The Casino You Don’t Know You’re In
You may not realize it, but when you pick up a standard insurance policy, whether renter’s or homeowner’s, you’re placing a bet with the insurance company, or at least that’s how they see it. The gamble is that you’ll never need your policy; as long as you don’t cash it in, they keep the premiums and that’s pure profit added to their bottom line.
But unlike a casino, where if the house loses, they payout and that’s the end of it, an insurance company can make more bets. They can deny your claim, and gamble you just accept your loss and move on. They can lowball the value of your lost stuff, and gamble that you’ll take what you can get. And they can gamble if all that doesn’t work, that the cost of an attorney will deter you from going to court over their failure to payout.
And these are bets they have to take: After all, if they payout, they’re losing profit, and have to explain that.

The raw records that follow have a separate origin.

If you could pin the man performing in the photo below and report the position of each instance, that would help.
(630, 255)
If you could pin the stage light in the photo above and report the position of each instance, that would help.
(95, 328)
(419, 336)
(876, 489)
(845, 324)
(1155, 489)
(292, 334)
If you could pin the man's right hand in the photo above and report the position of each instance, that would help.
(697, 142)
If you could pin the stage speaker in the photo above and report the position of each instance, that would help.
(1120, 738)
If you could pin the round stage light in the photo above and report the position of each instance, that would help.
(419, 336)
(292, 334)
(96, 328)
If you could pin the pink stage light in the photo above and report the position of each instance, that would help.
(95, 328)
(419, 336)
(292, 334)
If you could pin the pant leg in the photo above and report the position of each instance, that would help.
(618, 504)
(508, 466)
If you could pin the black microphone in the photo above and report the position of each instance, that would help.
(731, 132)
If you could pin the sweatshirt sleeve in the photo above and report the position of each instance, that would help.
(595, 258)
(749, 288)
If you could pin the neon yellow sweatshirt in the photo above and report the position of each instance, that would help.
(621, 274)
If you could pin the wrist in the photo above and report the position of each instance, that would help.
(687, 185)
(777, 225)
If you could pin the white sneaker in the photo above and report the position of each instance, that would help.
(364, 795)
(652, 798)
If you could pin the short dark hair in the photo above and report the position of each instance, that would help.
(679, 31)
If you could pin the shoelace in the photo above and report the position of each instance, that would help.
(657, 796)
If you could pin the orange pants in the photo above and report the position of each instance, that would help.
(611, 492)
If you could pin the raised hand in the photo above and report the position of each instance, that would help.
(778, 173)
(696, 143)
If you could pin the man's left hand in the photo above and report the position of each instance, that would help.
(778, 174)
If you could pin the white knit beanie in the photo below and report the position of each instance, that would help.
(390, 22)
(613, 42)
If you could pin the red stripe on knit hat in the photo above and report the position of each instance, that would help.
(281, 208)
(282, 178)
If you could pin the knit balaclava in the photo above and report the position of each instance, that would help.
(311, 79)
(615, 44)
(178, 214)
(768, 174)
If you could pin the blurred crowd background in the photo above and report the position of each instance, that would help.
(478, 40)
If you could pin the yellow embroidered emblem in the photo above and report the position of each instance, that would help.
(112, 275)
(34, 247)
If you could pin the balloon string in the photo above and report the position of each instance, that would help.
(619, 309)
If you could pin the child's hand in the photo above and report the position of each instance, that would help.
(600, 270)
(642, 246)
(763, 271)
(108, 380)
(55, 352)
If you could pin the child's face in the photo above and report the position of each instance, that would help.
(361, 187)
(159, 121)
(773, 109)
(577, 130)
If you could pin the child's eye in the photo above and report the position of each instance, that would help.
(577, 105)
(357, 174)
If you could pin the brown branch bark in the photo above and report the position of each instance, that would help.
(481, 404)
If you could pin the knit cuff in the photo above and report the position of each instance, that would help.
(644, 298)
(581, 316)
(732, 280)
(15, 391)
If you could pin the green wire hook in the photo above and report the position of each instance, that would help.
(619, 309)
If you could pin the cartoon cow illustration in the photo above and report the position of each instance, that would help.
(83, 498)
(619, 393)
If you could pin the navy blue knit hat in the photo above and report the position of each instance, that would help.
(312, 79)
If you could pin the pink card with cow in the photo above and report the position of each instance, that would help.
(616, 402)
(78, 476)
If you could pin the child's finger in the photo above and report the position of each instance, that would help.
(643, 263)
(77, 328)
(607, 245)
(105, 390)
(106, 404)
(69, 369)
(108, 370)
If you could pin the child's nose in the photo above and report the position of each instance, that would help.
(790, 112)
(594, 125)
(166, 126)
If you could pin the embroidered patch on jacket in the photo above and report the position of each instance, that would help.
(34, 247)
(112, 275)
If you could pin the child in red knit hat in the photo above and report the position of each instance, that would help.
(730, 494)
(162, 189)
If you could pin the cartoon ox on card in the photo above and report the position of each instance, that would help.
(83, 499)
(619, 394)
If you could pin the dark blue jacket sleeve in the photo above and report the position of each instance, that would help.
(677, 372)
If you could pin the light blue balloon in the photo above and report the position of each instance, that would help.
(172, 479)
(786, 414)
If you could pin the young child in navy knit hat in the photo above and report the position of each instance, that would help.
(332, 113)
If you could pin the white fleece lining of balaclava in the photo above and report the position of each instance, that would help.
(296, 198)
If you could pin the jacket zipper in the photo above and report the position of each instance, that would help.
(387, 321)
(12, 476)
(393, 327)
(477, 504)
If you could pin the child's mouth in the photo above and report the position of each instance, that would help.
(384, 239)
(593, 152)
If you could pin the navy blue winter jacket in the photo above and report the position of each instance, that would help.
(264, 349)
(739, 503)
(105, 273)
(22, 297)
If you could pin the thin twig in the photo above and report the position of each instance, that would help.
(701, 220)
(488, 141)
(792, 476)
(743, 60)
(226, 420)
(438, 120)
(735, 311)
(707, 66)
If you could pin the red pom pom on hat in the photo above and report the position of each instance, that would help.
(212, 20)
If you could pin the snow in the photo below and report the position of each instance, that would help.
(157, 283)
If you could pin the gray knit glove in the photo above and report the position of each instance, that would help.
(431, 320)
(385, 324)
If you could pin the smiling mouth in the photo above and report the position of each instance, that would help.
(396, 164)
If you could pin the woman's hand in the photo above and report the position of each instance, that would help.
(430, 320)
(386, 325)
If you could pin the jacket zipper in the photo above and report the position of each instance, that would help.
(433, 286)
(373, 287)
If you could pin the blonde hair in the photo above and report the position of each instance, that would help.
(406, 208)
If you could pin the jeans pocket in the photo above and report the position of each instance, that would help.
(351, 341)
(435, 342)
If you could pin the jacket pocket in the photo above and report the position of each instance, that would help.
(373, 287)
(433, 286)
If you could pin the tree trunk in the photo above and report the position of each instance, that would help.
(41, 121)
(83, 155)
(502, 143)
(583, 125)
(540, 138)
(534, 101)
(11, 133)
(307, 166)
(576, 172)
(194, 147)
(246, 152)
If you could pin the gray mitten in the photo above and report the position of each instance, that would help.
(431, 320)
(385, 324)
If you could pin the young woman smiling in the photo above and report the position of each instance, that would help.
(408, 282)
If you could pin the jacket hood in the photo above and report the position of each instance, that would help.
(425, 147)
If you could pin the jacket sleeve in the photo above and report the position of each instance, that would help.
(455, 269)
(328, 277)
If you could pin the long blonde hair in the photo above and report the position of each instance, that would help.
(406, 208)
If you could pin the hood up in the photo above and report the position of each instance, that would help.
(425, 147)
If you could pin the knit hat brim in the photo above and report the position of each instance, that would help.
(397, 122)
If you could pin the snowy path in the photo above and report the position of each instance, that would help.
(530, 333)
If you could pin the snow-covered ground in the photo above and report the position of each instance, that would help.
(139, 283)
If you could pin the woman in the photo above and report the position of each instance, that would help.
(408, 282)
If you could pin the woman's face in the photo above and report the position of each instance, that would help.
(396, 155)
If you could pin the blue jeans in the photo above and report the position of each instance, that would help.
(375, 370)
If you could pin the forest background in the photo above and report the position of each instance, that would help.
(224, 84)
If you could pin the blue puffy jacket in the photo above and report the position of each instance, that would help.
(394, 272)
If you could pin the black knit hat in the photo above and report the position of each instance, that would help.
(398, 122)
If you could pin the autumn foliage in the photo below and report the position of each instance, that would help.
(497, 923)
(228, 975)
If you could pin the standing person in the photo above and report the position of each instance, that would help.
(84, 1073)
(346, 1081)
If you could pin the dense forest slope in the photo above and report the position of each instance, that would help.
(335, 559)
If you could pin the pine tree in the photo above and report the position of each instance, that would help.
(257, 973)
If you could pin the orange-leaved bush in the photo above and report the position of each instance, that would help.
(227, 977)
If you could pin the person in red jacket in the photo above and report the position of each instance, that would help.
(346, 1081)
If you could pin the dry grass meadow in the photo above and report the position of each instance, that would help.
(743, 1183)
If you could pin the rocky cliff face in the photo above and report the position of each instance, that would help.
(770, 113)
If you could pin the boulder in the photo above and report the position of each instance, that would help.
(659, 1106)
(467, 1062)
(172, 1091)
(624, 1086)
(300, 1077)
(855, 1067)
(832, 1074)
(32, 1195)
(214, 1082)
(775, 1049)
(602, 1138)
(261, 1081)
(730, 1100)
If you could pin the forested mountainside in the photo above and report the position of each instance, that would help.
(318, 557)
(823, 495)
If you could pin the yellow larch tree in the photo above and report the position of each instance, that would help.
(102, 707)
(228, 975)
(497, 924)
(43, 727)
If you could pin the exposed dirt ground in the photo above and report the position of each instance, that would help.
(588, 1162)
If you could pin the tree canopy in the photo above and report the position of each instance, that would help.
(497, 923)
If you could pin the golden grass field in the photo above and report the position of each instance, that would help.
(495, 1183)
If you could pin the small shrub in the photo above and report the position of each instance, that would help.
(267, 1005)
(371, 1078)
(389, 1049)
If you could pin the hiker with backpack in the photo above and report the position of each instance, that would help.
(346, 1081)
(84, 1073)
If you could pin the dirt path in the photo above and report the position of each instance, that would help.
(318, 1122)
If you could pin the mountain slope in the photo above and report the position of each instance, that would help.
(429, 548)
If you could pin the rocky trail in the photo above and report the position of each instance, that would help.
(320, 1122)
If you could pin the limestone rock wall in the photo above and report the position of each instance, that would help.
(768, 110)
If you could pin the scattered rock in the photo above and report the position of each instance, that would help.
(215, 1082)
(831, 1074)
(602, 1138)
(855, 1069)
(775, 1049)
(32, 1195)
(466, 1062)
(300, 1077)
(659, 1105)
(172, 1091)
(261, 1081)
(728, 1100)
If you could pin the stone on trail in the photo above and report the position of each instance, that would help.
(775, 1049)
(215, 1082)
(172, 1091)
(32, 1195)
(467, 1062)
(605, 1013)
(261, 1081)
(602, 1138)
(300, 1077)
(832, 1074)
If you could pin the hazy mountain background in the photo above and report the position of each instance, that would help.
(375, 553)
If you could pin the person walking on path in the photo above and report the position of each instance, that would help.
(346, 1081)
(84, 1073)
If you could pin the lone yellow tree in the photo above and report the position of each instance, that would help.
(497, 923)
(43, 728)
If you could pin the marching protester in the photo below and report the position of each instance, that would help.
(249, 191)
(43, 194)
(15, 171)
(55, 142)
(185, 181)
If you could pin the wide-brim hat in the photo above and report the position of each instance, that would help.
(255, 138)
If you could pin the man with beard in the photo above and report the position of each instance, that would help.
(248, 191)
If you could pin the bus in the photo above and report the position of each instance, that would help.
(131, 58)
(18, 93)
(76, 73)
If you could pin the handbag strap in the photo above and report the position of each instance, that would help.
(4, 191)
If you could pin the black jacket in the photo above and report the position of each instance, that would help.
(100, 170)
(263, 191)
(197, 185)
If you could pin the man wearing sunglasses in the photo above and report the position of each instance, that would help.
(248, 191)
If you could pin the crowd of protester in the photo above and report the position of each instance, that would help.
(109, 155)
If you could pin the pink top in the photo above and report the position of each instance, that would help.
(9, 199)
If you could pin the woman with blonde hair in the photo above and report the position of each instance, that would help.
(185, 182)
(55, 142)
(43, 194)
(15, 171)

Even the most well-meaning company in this situation is going to run a detailed investigation, as they’ll have to explain where the money went to their investors.
So how can we shift insurance from a casino with a bet you’re placing every month, to the quick, simple service that you need when a disaster happens?
Taking The Gambling Out Of Insurance
Lemonade Insurance is an example of the future of insurance. To begin with, it’s chartered as a public benefit corporation: Where traditional insurance companies are constrained solely to provide profits to shareholders, Lemonade’s corporate structure allows it to instead donate leftover funds to the public good, something it does by sorting its customers into groups of peers based on the causes they care about.
This also allows the startup to charge a flat fee for policies instead of a sliding scale, and to treat money paid for policies as still the money of their clients, not their money. This makes the relationship between the company and their policyholders resemble more volunteers working together instead of poker players trying to psych each other out. Claims are paid out quickly, as there’s no loss or gain to be calculated.
Insurance will always be necessary, as long as there’s risk. But there’s no reason to make it a game you don’t want to play, and we’re beginning to see the rise of a smarter, more effective system that protects, and supports, everyone.